With loss of tree a reminder of Marion’s past

Jan 31, 2023

MARION — The 100-year-old Norway Spruce in front of Sippican School in Marion was more than a tree, it was a “cradle of memories.”

On Tuesday, Jan. 31, trucks carrying workers, chainsaws, ropes and pulleys arrived at Sippican School in Marion to cut down the towering tree after it was struck by lightning and deemed a “hazard.”

According to Marion Parks and Tree Committee Chair Margie Baldwin, an assessment from Bartlett Tree Experts determined that the tree was “too compromised” and needed to come down.

“We were, needless to say, upset about that,” Baldwin said.

For many Marion residents, including Sippican School music teacher Hannah Moore, the tree was more than wood, branches and pine needles.

At the base of the tree, she explained, sits a garden dedicated to former Sippican School principal Mary Lou Hobson. The garden is also dedicated to the memory of four students who died while enrolled at the school: Cory Jackson, Alexis Wisner, Andrew Rego and Marques Sylvia.

The garden was designed by former Marion Select Board Member Steve Gonsalves, and Marion Parks and Tree Committee member Susannah Davis.

When Moore found out the tree was coming down, she began contacting the families of each memorialized student to tell them the news and to gain their input on the situation.

“I don't know if they're going to want to be involved or not, but still, they should have the opportunity,” she said. “I'm really pushing for engagement with these different families.”

According to Moore, everyone she has been able to contact understands the need to cut down the tree and wants to be involved if they are able.

Baldwin hopes that a new memorial garden can be planted for the four students.

“We're going to get together and decide how we're going to improve this garden,” she said. “We may plant four trees, one for each family.”

Cutting the tree

On the day of the cutting, workers moved quickly, reducing the tree to a four-foot diameter stump in a little over two hours.

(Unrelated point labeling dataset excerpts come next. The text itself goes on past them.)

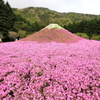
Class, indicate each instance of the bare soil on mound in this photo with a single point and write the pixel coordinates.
(53, 35)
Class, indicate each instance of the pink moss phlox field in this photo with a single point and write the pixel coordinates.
(50, 71)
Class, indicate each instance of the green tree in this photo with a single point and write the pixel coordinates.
(3, 18)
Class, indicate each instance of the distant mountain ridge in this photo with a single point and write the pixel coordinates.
(46, 16)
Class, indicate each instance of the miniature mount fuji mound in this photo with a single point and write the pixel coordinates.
(53, 33)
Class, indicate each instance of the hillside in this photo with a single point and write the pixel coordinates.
(46, 16)
(53, 33)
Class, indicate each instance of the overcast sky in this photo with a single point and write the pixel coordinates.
(78, 6)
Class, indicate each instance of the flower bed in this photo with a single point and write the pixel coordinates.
(50, 71)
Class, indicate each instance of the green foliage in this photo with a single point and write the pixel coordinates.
(44, 16)
(90, 27)
(6, 19)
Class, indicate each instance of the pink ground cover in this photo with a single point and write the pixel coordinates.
(56, 35)
(50, 71)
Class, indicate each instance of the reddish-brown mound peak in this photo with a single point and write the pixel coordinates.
(53, 33)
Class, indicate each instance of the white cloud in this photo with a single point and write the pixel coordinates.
(80, 6)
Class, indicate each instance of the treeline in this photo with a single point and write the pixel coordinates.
(11, 22)
(45, 16)
(90, 27)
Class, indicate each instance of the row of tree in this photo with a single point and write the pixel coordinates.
(90, 27)
(9, 21)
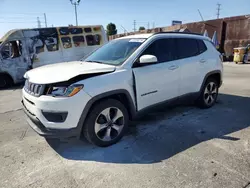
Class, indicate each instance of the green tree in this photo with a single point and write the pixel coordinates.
(141, 28)
(111, 29)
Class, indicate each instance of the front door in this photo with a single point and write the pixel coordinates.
(15, 60)
(157, 82)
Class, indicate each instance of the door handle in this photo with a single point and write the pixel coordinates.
(173, 67)
(202, 61)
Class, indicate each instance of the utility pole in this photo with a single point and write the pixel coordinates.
(45, 19)
(218, 10)
(75, 3)
(134, 25)
(38, 22)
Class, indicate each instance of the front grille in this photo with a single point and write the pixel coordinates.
(34, 89)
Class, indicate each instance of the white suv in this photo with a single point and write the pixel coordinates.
(98, 96)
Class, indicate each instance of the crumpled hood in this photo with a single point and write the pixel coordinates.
(60, 72)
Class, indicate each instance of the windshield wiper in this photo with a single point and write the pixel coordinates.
(95, 62)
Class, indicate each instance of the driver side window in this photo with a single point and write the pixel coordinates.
(11, 50)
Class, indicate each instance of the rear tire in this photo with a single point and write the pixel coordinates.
(5, 81)
(209, 94)
(106, 123)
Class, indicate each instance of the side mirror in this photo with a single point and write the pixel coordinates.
(148, 59)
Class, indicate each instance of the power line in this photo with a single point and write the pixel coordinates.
(19, 22)
(218, 10)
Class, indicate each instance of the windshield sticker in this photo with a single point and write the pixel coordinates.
(137, 40)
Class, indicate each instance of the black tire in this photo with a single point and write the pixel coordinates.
(5, 81)
(96, 114)
(205, 99)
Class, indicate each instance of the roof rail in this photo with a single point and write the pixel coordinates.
(176, 32)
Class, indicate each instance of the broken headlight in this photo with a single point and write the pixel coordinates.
(64, 91)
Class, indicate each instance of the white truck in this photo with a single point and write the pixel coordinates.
(98, 96)
(24, 49)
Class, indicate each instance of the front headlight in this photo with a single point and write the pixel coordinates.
(64, 91)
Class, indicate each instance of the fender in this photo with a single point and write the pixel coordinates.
(132, 109)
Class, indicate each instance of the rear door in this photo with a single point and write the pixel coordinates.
(157, 82)
(191, 63)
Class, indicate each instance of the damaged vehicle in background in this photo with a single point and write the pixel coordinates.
(24, 49)
(98, 96)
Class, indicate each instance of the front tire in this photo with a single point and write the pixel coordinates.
(106, 123)
(208, 94)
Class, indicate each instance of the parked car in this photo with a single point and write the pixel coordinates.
(24, 49)
(96, 97)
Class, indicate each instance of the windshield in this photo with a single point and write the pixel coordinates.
(115, 52)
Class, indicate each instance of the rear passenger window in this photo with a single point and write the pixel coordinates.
(187, 47)
(202, 46)
(163, 49)
(78, 41)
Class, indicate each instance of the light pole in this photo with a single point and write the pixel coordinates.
(75, 3)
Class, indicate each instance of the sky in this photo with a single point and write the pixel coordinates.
(15, 14)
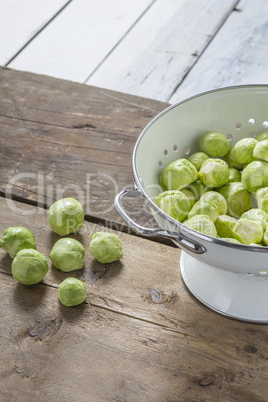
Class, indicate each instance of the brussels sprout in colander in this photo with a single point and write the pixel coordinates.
(178, 174)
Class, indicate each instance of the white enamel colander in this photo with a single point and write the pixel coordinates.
(231, 279)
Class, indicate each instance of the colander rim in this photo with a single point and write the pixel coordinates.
(182, 228)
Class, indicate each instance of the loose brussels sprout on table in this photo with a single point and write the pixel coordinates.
(15, 239)
(67, 255)
(226, 183)
(106, 247)
(66, 216)
(29, 267)
(72, 292)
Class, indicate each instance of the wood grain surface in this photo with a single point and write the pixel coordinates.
(139, 336)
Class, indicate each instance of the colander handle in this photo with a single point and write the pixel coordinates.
(185, 243)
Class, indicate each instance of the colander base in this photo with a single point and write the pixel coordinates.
(233, 295)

Harry Harmon, a worker with Nadeau Tree Service, was hoisted 85 feet in the air above the tree. His job was to cut off pieces of the tree, which would then be lowered to the ground and cut further.

According to Ryan Nadeau, owner of Nadeau Tree Service, cutting down a tree is a “science.” In fact, he prefers the term “calculated tree removal.”

“These are educated guys,” said Nadeau, referring to his workers. “You don’t see tattooed, chain-smoking, chainsaw-wielding bikers anymore.”

While Harmon was dangled above the tree, Shayne Bradford maneuvered the crane that brought down each log. On the ground, Duel Branco and Mason Shea cut branches off each log, shredded undesirable pieces of wood and saved anything that could be used.

According to Marion Tree Warden Lee Gunschel, seven logs from the tree will be saved and used for woodworking projects in honor of the memorial garden and the tree itself.

After the final section of tree was cut, and the sound of chainsaws and machinery died out, Gonsalves quietly counted the tree stump’s exposed rings.

He hopes to keep the stump in the ground, so it can be used as a table and teaching tool for future generations of Sippican School students. Students could learn about the circle of life by learning about this tree, he said.

This tree was “like a person,” said Gonsalves. “Sooner or later it’s time to go.”